In 1742, Langley published his Gothic Architecture. He says it is “restored and improved by a great variety of grand and useful designs entirely new in the Gothic Mode for the ornamenting of buildings and gardens exceeding everything that’s extant.” The subscribers to this work included eighty-one of the nobility, two bishops, nine judges, two ladies of title, sixteen gentlemen, three carpenters, one smith and one mason.
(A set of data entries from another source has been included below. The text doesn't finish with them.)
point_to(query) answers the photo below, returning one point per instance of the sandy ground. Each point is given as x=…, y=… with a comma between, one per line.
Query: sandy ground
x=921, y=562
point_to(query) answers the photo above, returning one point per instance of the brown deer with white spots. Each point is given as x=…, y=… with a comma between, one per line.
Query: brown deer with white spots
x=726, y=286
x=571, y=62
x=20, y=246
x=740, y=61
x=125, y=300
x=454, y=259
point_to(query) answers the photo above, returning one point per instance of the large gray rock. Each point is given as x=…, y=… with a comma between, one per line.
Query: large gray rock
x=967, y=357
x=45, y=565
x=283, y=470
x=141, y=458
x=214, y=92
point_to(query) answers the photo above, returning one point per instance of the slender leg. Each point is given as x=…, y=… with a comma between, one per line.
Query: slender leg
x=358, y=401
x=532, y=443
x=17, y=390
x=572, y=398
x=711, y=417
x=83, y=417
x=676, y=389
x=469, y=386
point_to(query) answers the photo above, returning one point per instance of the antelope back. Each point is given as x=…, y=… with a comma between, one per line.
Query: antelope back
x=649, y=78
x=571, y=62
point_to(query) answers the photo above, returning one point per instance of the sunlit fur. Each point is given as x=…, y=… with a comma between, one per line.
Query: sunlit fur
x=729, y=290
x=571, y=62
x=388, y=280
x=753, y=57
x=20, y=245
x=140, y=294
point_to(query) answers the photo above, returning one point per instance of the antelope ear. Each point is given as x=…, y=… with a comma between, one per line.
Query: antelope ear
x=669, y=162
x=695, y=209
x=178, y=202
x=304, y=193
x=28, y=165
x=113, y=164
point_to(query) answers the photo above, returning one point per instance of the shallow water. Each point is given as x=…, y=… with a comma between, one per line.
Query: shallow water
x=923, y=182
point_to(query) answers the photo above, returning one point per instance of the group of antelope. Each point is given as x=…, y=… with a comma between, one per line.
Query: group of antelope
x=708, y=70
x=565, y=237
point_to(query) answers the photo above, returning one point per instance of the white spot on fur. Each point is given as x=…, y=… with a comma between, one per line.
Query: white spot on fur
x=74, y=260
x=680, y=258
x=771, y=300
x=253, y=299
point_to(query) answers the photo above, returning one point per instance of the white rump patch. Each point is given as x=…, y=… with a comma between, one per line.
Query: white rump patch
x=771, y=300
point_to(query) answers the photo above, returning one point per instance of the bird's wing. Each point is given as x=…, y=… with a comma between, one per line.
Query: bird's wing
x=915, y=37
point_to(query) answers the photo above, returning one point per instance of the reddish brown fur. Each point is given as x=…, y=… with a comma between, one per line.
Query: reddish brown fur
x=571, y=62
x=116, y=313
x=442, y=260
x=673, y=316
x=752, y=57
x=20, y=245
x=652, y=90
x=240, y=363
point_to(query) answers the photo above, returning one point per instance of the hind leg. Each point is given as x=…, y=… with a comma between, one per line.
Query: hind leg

This list shows that it was already fashionable to take interest in “Gothic.” Horace Walpole was one of the subscribers, but the claim made for him of having originated revived interest in Gothic architecture is disposed of by the fact that he was not yet in possession of Strawberry Hill, and it was not till 1750 that he wrote: “I am going to build a little Gothic castle.” In fact, in 1756, Isaac Ware calls it a “late taste” and implies that it is already on the wane. He writes: “The Gothic is distinguished from the antique architecture by its ornaments being whimsical and its profiles incorrect. The inventors of it probably thought they exceeded the Grecian method, and some of late have seemed, by their fondness for Gothic edifices, to be of the same opinion; but this was but a caprice, and, to the credit of our taste, is going out of fashion again as hastily as it came in.... The error of the late taste has been in attempting to bring the Gothic into use in smaller buildings, in which it can never look well.”
The Englishmen of taste had adopted the French fondness for ruins in decoration, and real and artificial ruins in their gardens. It is said that some even dismantled their castles to have respectable ruins of their own.
In Langley’s Principles of Gardening, published in 1728, this taste is catered to. Among his plates is “an avenue in perspective, terminated with the ruins of an ancient building after the Roman manner”; and eight plates are devoted to “views of ruins after the old Roman manner for the termination of walks, avenues, etc.” These ruins, some of which are of a false Gothic style, are to adorn “such walks that end in disagreeable objects,” and “may either be painted upon canvas, or actually built in that manner with brick, and covered with plastering in imitation of stone.”
We get a faint hint of the rococo also from the following advice: “When figures of shell-work are erected in the midst of fountains, we receive a double pleasure of a fountain and cascade also by the waters agreeably murmuring down the rocky shells.”
Langley was far more responsible for the “Gothic” craze than Walpole was. Besides writing books on the subject, his services were engaged by the latter, doubtless on account of his being the authority of the day on that subject. Walpole’s good sense, however, soon taught him dissatisfaction. When we look at the Gothic chimney-pieces and other features that adorned the rooms of Strawberry Hill, we cannot wonder at his dissatisfaction. We learn from the Gentleman’s Magazine:
“Through the inability of his architects, particularly of Langley (who, though esteemed capital in his day, knew nothing of the art of constructing modern Gothic), his ideas were never properly executed. Mr. Walpole often complained they were rather Moorish than Gothic; however he could not at that day procure better assistance. He was always, however, among the first to depreciate his own architecture.”
Mrs. Delany’s letters afford evidence of the prevailing Gothic taste. In 1754, we hear: “I am working stools in worsted chenille for the Gothic cell.” In 1756, she mentions a great Gothic hall in her description of Lady Oxford’s house. She also says:
“The chapel is to be new built in the same taste; the alterations Lady Oxford made in this place cost above 40,000 pounds, and her apartment is the prettiest thing I ever saw, consisting of a skylight antechamber or vestibule, adorned in the Gothic way. The rooms that encompass it are a library, a dressing-room, a room fitted up with china and Japan of the rarest kinds, and a Gothic room full of charming pictures, and embellished with everything that can make it look gay and pleasant; it is lighted by a window something of the Venetian kind, but prettier, and the whole breadth of one side of the room.” Then, in 1758:
“My closet is just hung with crimson paper, a small pattern that looks like velvet; as soon as dry, I shall put up my pictures; and I am going to make a wreath to go round the circular window in the chapel, of oak branches, vines and corn; the benches for the servants are fixed, the chairs for the upper part of the chapel are a whim of mine, but I am not sure till I see a pattern chair that I shall like it; it is to be in the shape and ornamented like a Gothic arch.”